Après avoir conclu l’an dernier un Traité d’interdiction totale des essais nucléaires (CTBT), la conférence qui réunit 61 pays à Genève doit relever deux nouveaux défis «sur la route d’un monde plus sûr», a dit le président Clinton dans un message lu par l’ambassadeur américain au désarmement Stephen Ledogar.
Le président Clinton a souhaité devant la première séance de l’année de la CD, que ce seul grand forum multinational de désarmement s’attaque à «la rapide conclusion d’une interdiction de la production des matériaux fissiles utilisés dans les explosifs nucléaires».
Dans le domaine des armes conventionnelles, la priorité doit être «la négociation aussi rapide que possible d’une interdiction mondiale et totale des mines terrestres antipersonnel», a dit le dirigeant américain au lendemain du début de son second mandat.
«Ces armes de guerre ont provoqué de terribles souffrances à d’innocents civils et représentent un énorme obstacle au retour à une vie meilleure à la fin d’un conflit. Tous les enfants du monde méritent de pouvoir marcher sur la terre en sécurité», a-t-il ajouté.
Les mines terrestres tuent ou mutilent plus de 25.000 personnes par an, en majorité des civils. Quelque 110 millions de mines sont encore dispersées dans le monde et leur pose progresse plus vite que leur élimination.

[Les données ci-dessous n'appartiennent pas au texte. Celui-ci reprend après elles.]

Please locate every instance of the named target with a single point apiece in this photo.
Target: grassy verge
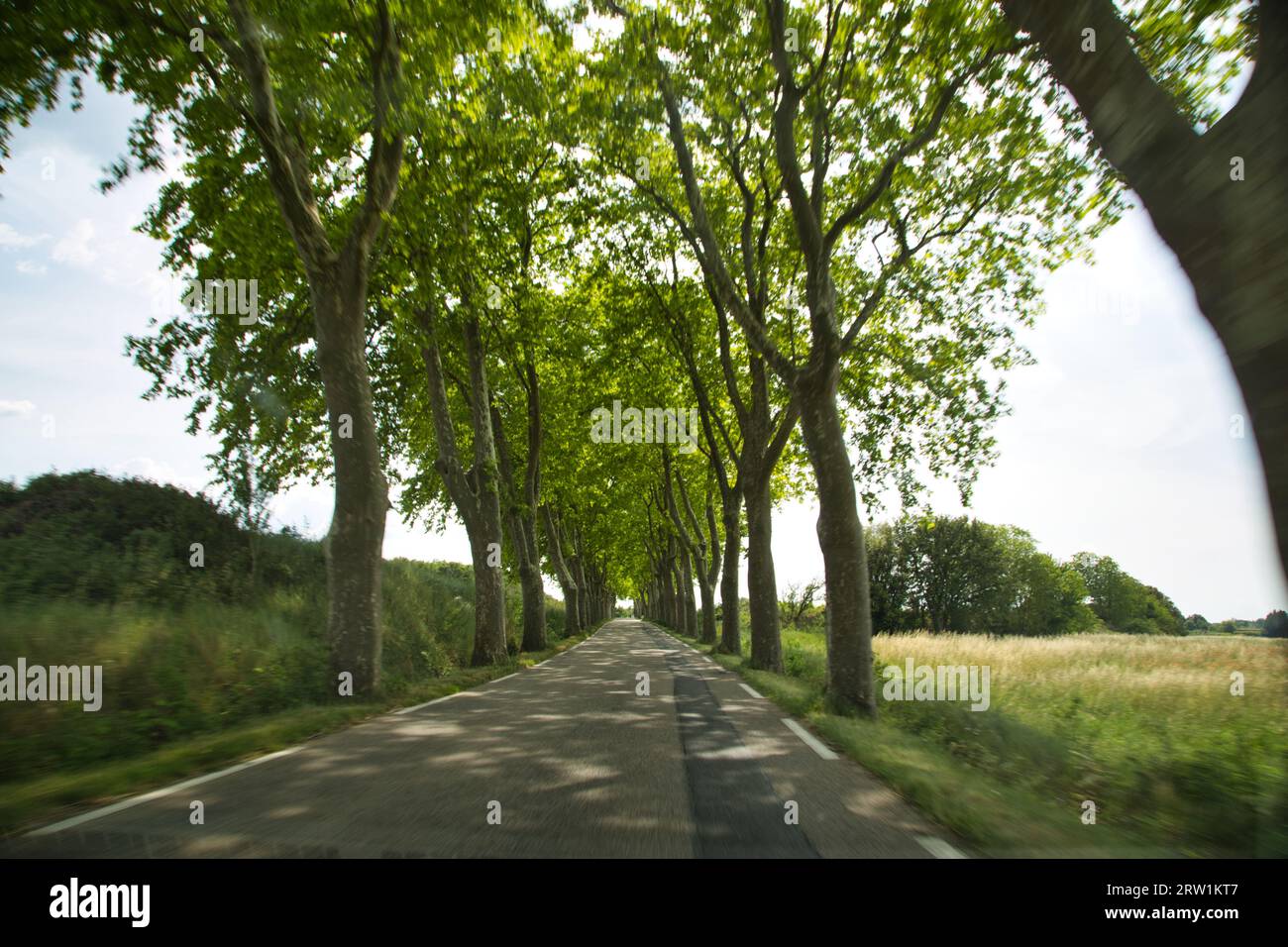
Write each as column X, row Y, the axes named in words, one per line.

Les Etats-Unis et les principaux pays européens souhaitent un traité interdisant la fabrication, l’utilisation, le stockage et l’exportation des mines antipersonnel.
Mais les grands pays producteurs comme la Russie et la Chine refusent de s’engager vers une interdiction totale.
Washington a reçu lors de la séance plénière le soutien de plusieurs Occidentaux sur les mines et les matières fissiles, notamment du ministre italien des Affaires étrangères Lamberto Dini, venu inaugurer la reprise des travaux de la CD après plusieurs mois de pause.
La Grande-Bretagne et la Finlande se sont aussi prononcées en faveur de la proposition américaine.
Cut-off
Les déclarations hostiles de pays non-alignés ont cependant rappelé que les efforts pour interdire la fabrication des matériaux fissiles, le traité dit «cut-off», étaient bloqués depuis plusieurs années et avaient peu de chances de succès rapide.
Les représentants de Malaisie et Birmanie ont demandé que la négociation de ce traité soit liée à celle d’une élimination des arsenaux nucléaires des cinq puissances déclarées, avec un calendrier précis de désarmement.
Le président Clinton, dans son message, a souligné que «couper effectivement le robinet permettant la fabrication de nouvelles armes nucléaires est un pas en avant nécessaire qui contribuerait grandement à l’objectif final d’un désarmement nucléaire».
Mais des diplomates se sont dits pessimistes sur les possibilités d’un déblocage, notamment en raison du traditionnel refus de l’Inde et du Pakistan, deux pays à capacité nucléaire, de renoncer à l’option atomique.
Sur le dossier des mines, le ministre italien des Affaires étrangères a proposé la création immédiate d’un mécanisme de contrôle des exportations comme premier pas vers leur interdiction totale.
«Nous proposons la création d’un Registre international consignant toutes les exportations de mines», a dit M. Dini.
La communauté internationale a échoué l’an dernier à interdire ces armes. Trois ans de négociations, hors de la CD, ne sont parvenus qu’à une limitation autorisant les mines «intelligentes», qui sont détectables et s’autodétruisent après quelques mois.
Cette mesure est jugée insuffisante par les Etats-Unis et les grands pays européens qui souhaitent que la Conférence du désarmement s’empare du dossier pour rallier les grands producteurs, un processus qui devrait durer des années.
Le Canada a lancé de son côté une initiative pour la signature, avant la fin de l’année, d’un traité rassemblant les dizaines de pays qui ont déjà décrété un moratoire unilatéral sur les mines.
Les Etats-Unis et les Européens critiquent le projet car il n’engage pas les principaux producteurs de mines.